After working in executive management for over ten years with a steadily increasing salary, Rick Stephens, 51, was laid off from his job in June 2008. Two years of steady unemployment later, he has sold his car, moved in with his 75-year-old father and blown through all his retirement savings to stay afloat.

"I pay my bills with what is left of the savings I accumulated by being frugal all my life, but I'm going through that pretty fast," he said. "I have tapped my IRA, and the result of that is I will be heavily taxed on it next April. I honestly believe that there will be no recovery from this. If there is a recovery, it will be too late for me, as I will have exhausted my savings and my retirement that I had socked away by not living the high life."

Stephens' predicament is an increasingly common one. Aside from stagnant wages, soaring unemployment and plummeting home values, the major tragedy of this recession is the havoc it has wreaked on the retirement incomes of millions of Americans who have planned and saved their entire lives, only to watch that money drain out of their accounts much sooner than they anticipated.

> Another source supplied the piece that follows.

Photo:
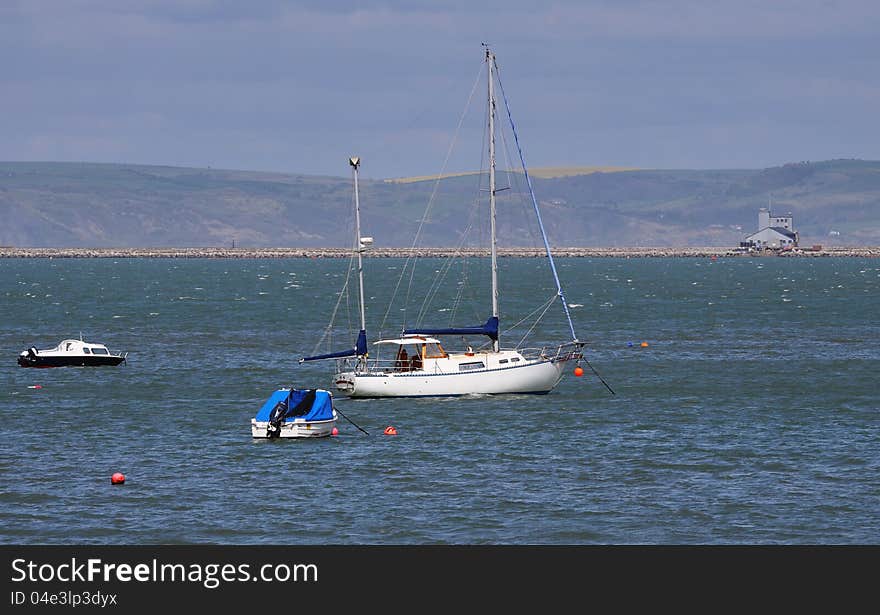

Retirement statistics are grim. The percentage of American workers who said they have less than $10,000 in savings grew to 43 percent in 2010, according to a recent survey by the Employee Benefit Research Institute. Nearly a quarter of the workforce said they have postponed their planned retirement in the past year and a CareerBuilder.com survey reports that 61 percent of workers say they are now living paycheck to paycheck, as compared to 43 percent in 2007.

With rapidly dwindling savings and fewer opportunities for jobs than their younger counterparts, many older Americans are facing a very uncertain economic future.

"This is the undiscussed explosive bomb in all this, is all the pension benefits, all the 401(k) money that's been drained out by workers trying to stay afloat until they find a job," Rep. Jim McDermott (D-Wash.) told HuffPost. "There are a lot of people who, when this is over, are going to have nothing. They will have lost their house, they will have used all their pension money."

Many Americans seem to be losing hope. Only 16 percent of respondents to the EBRI survey expressed confidence in their ability to retire comfortably, the second lowest point in the 20-year history of the survey.

Marguerite DiGaetano, 58, says she is confident that after two years of solid unemployment, despite having worked her whole life, she will never be able to retire.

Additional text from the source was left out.